# size of boot for the CVT snorkel



## Howard (Jan 25, 2009)

i was about to head to the hardware store to get some PVC pipe for snorkels on an 08 brute. i was looking at the parts but i can't find a size on the rubber boot that goes on the cvt. looks like an adapter, 3" to 2"? aint sure i couldn't find anything that says, one of them has a small parts list but it's just for the under the steering air box pipe. i can't find a complete list of parts.

10' PVC ?
how many 90* ?
how many 45* ?
1- 3" rubber 90*


Thanks, Howard


----------



## Polaris425 (Dec 16, 2004)

That should all be on the website.......

What Do I need to Buy?

A) CVT Exhaust

1 - 45

3 - 90's

1 - 3" to 2" rubber coupler


B) CVT Intake

Keep stock rubber coupler attached to front of CVT Housing.

2 - 45's


C) Air box Intake

1 - 90 rubber 2" or 3" coupler w/ clamps (some people are using a 3" for 
more air flow, for info. and parts list for this, click here)

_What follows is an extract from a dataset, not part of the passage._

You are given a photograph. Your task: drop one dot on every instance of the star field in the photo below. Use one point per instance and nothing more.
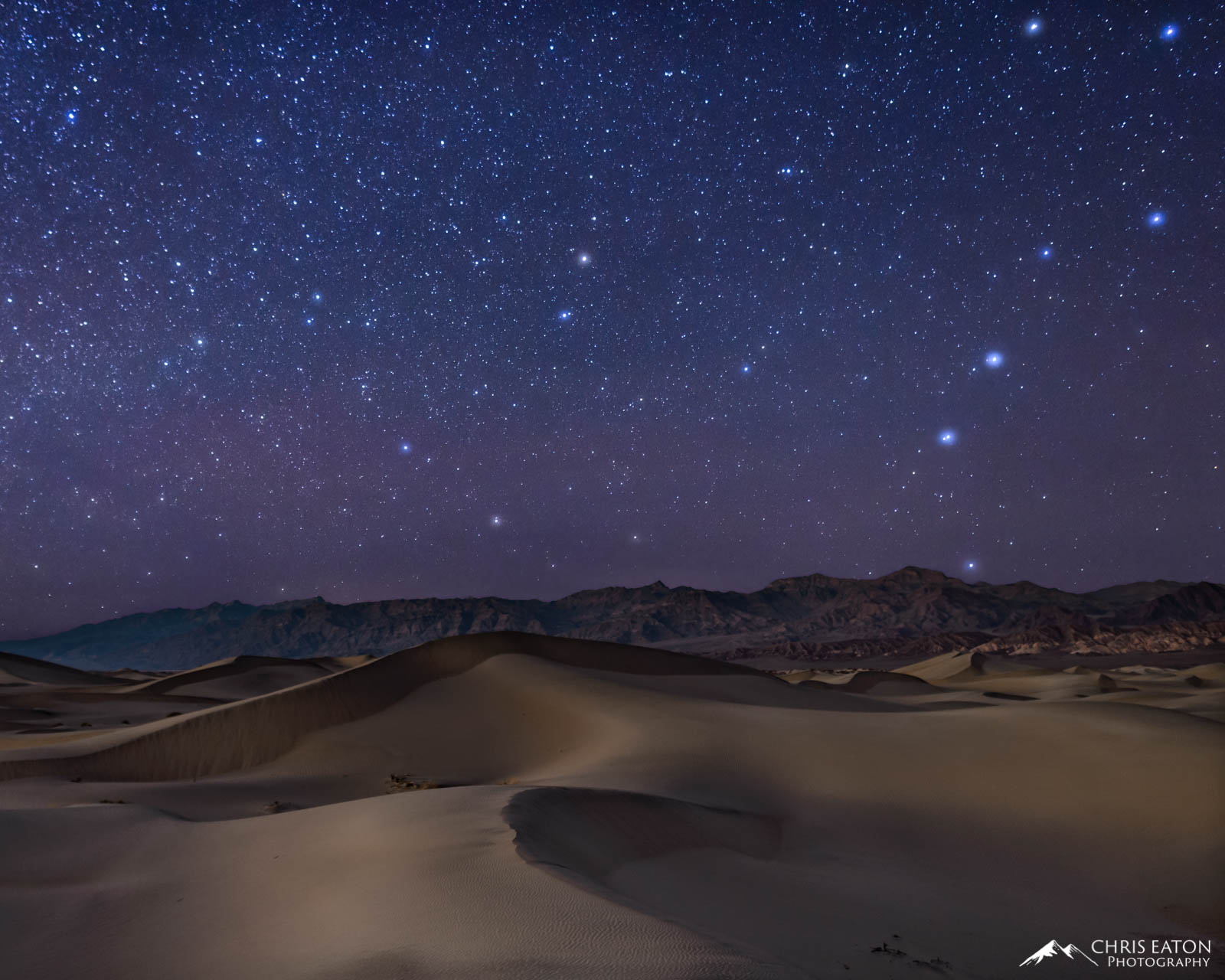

1 - 180 (P-Trap) or 2 - 90*s (around steering brace)

1 - 90 (to turn up)

3 - of whatever you want to put on the tops of your snorkels


D) 1 - 10' stalk of 2" Sch40 PVC.

E) 3 - 2" Rubber Couplers for uprights

http://www.mudinmyblood.com/brutesnorkal.html


----------



## Metal Man (Dec 17, 2008)

Yep that about covers it. I just about know that parts list by hart now lol


----------



## Brute650i (Dec 17, 2008)

I used a v force 700 CVT exhaust boot it seems to fit better because the hole is oval


----------



## Howard (Jan 25, 2009)

ah well that list must be on the 05 brute snorkle
didn't look though that one. list needs to be added to the 08 as well


----------



## Yesterday (Jan 2, 2009)

where'd you come up with one of those exhaust boots?


----------



## phreebsd (Dec 16, 2004)

u can order one from OEM parts house. 20 to 30 bucks i think.
not expensive at all. it's best to use it i think bt when yer in a hurry to take her deep lowes dont carry that.


----------



## Howard (Jan 25, 2009)

kfx 700 stock boot. from the dealer, i think they are relatively cheap. 20$?


----------



## Yesterday (Jan 2, 2009)

what's the actual name for the part, i'm havin trouble findin one online


----------



## Polaris425 (Dec 16, 2004)

They were $75 from the dealer when we first started using them, which is why I didnt suggest using them. It doulbed the price of the build. I guess they could be cheaper now? Also, Im not sure what you mean by 

_"ah well that list must be on the 05 brute snorkle didn't look though that one. list needs to be added to the 08 as well "_


There's not but 1 list, and 1 set of instructions. Covers all year models for the 750. Atleast, on my website that is...


----------



## Howard (Jan 25, 2009)

Polaris425 said:


> _"ah well that list must be on the 05 brute snorkle didn't look though that one. list needs to be added to the 08 as well "_
> 
> There's not but 1 list, and 1 set of instructions. Covers all year models for the 750. Atleast, on my website that is...


 
**** i dunno, maybe im looking at all the wrong stuff. ha ha :thinking: :thinking:


----------



## Yesterday (Jan 2, 2009)

is this what i want? part 14073B?


----------



## Polaris425 (Dec 16, 2004)

yeah thats it.


----------



## Yesterday (Jan 2, 2009)

gracias


----------



## Yesterday (Jan 2, 2009)

23 bucks, by the way. plus an 8 dollar clamp that i'm probably wastin money on.


----------



## Howard (Jan 25, 2009)

ahhh, well when you go here:

http://www.mudinmyblood.com/brutesnorkal.html

there is another link right on top , "to see 2008 pictures click here" and i don't think there is a list of parts in that one.


----------



## Brute650i (Dec 17, 2008)

I just used a big hose clamp on the exhaust boot or the one the came off the stock one


----------



## Polaris425 (Dec 16, 2004)

yes there's a list of parts on that one too. And it really doesnt have anything to do w/ it being a 2008. Just that the guy who did it, did it on an 08.


----------



## phreebsd (Dec 16, 2004)

xbigp said:


> 23 bucks, by the way. plus an 8 dollar clamp that i'm probably wastin money on.


told ya it was 20 to 30 
the best way if yer not in a hurry.


----------